Under the Climate Change section, the Petition has an additional subsection that discusses climate change impacts on western Joshua trees. Under this subsection, the Petition discusses six published models of future Joshua tree distribution: Thompson et al. (1998), Shafer et al. (2001), Dole et al. (2003), Cole et al. (2011), Barrows and Murphy-Mariscal (2012), and Sweet et al. (2019). Each of these models predict contractions of western Joshua tree at the western edge of its range. These six models are discussed separately in the following paragraphs.

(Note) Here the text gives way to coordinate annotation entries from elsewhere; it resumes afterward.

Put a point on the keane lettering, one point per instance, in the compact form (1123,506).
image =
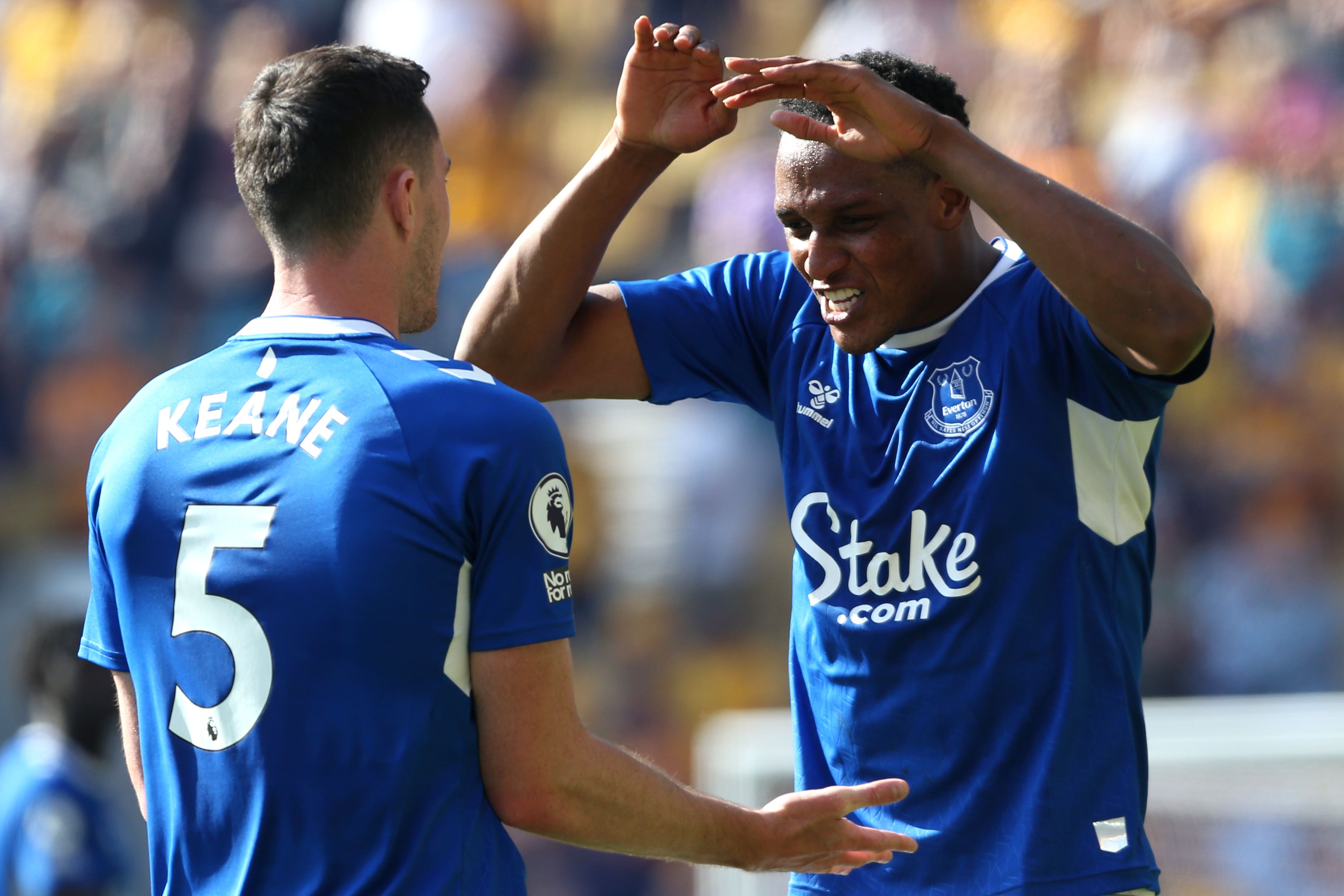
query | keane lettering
(934,559)
(249,421)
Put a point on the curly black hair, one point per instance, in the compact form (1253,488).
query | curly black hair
(920,80)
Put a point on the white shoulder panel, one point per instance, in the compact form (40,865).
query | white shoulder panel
(457,663)
(1113,495)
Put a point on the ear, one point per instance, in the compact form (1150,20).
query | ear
(949,205)
(400,192)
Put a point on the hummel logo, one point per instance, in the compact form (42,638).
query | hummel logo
(823,394)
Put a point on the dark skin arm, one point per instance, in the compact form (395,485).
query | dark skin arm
(131,737)
(538,326)
(1135,293)
(546,774)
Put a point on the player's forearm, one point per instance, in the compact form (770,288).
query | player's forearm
(1124,280)
(130,717)
(602,797)
(518,326)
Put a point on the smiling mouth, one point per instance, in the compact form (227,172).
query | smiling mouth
(839,302)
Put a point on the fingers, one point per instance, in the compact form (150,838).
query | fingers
(785,72)
(748,65)
(876,793)
(804,127)
(672,37)
(874,840)
(644,34)
(687,38)
(765,93)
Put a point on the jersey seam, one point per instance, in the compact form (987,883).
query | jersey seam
(519,637)
(410,457)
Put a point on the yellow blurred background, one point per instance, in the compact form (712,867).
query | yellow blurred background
(1218,124)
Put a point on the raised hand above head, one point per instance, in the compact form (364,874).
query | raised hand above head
(874,120)
(664,100)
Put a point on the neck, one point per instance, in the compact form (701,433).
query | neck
(336,285)
(967,269)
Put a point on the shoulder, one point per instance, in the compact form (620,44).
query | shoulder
(766,277)
(1019,290)
(436,397)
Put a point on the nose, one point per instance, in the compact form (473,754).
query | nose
(826,258)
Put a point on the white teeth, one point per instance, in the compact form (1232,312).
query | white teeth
(840,300)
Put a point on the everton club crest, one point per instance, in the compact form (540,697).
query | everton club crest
(960,401)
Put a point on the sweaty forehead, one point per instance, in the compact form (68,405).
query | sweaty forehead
(808,172)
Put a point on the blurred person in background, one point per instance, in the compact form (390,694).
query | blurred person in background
(56,832)
(908,414)
(1265,606)
(398,602)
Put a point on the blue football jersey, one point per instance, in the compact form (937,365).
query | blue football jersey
(296,541)
(56,832)
(971,506)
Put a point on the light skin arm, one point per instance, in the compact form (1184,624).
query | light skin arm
(538,326)
(546,774)
(131,735)
(1135,293)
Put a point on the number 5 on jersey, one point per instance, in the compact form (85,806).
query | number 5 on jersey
(206,528)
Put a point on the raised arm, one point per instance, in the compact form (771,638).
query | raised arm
(546,774)
(538,326)
(1128,284)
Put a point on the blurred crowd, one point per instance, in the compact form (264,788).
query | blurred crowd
(1218,124)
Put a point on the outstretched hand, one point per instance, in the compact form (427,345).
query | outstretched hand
(873,120)
(664,100)
(808,832)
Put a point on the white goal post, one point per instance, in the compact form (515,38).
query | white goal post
(1222,773)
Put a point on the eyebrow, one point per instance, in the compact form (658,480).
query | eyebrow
(787,210)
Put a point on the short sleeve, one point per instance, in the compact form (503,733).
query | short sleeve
(1085,370)
(706,332)
(61,847)
(101,643)
(523,509)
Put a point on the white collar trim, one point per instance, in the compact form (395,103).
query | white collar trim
(311,324)
(1011,253)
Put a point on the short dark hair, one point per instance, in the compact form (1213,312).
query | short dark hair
(318,134)
(920,80)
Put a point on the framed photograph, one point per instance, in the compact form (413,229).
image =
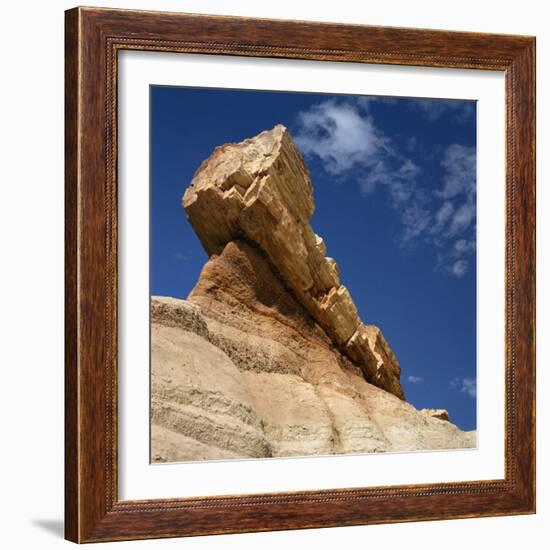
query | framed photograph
(300,275)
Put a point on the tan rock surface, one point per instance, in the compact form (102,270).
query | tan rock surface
(260,190)
(242,369)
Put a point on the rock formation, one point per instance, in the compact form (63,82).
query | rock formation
(267,356)
(260,190)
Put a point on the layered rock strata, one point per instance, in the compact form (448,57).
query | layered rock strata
(260,191)
(242,370)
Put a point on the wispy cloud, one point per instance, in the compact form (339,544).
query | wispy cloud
(434,109)
(179,256)
(465,385)
(340,135)
(344,135)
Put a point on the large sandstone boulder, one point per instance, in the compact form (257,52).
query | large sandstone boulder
(268,356)
(260,190)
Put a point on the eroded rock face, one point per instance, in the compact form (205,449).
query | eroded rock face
(241,369)
(259,190)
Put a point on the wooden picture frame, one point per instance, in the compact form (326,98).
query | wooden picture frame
(93,511)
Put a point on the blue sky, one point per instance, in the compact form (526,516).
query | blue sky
(394,184)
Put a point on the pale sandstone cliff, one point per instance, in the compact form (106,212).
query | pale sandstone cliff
(267,357)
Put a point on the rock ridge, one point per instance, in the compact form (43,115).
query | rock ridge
(240,369)
(260,191)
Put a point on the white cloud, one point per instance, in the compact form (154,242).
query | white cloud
(459,268)
(433,109)
(179,256)
(343,135)
(340,136)
(465,385)
(459,163)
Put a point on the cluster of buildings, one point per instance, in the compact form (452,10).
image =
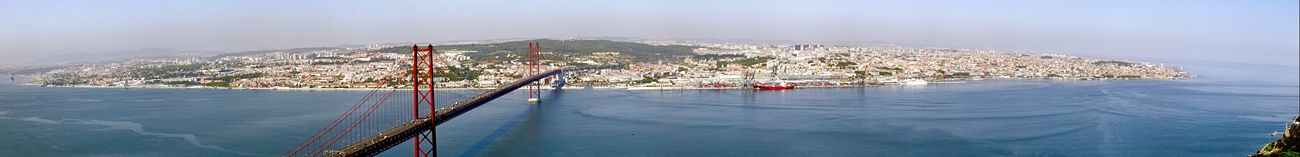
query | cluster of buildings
(715,66)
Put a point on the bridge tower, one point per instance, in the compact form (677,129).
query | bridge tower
(534,57)
(421,77)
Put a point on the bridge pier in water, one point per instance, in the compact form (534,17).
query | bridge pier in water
(381,125)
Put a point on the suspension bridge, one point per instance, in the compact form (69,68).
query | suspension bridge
(375,122)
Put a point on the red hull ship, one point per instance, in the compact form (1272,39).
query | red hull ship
(783,86)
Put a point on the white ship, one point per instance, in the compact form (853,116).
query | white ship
(914,82)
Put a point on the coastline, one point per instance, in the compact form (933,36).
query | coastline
(603,87)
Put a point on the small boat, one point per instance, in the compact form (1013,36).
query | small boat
(914,82)
(778,86)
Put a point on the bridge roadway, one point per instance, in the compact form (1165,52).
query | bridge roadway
(397,135)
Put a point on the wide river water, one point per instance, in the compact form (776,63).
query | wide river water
(1229,110)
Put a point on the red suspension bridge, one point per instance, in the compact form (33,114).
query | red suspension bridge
(375,122)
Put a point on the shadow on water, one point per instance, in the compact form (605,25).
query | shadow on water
(528,114)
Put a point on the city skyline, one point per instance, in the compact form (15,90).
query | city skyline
(1230,31)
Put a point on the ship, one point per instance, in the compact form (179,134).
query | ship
(778,86)
(914,82)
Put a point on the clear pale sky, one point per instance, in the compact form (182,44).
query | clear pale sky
(1256,31)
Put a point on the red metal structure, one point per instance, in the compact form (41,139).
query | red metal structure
(421,77)
(378,121)
(534,55)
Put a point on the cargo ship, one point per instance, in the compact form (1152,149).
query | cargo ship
(778,86)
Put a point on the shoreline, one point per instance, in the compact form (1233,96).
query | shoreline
(572,87)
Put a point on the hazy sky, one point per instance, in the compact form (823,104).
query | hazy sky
(1259,31)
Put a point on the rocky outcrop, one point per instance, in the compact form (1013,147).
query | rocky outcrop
(1285,147)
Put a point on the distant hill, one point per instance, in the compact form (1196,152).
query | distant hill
(642,52)
(109,56)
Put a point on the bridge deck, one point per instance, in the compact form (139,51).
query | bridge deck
(397,135)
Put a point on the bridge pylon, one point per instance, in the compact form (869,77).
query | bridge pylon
(423,94)
(534,57)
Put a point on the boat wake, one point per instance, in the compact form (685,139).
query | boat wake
(128,126)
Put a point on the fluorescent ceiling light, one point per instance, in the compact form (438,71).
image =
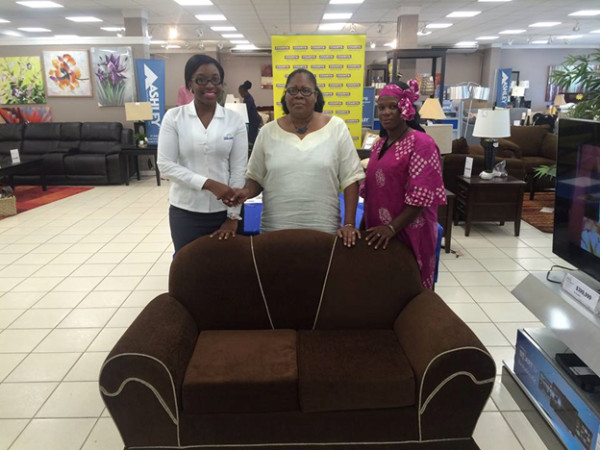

Thompson et al. (1998) used temperature and precipitation data from the existing range of western and eastern Joshua tree to calculate potential future habitat under doubled carbon dioxide conditions. The Thompson et al. (1998) model predicted a retraction of Joshua tree range along its western edge in California, and predicted significant expansion of possible Joshua tree habitat extending as far north as Washington state, south into Mexico, and east into Texas; however this modeled projection of the future range of Joshua trees under changing climate conditions did not analyze other habitat variables or dispersal ability and used a model that poorly matched the current distribution of Joshua tree.

Shafer et al. (2001) carried out a similar modeling effort using three climate variables (mean temperature of the coldest month, a temperature index called growing degree days, and a moisture index) and a course grid scale. The results of this study were roughly consistent with the Thompson et al. (1998) model, but notably show an almost complete extirpation of western Joshua tree from California by 2090-2099 under several future climate scenarios.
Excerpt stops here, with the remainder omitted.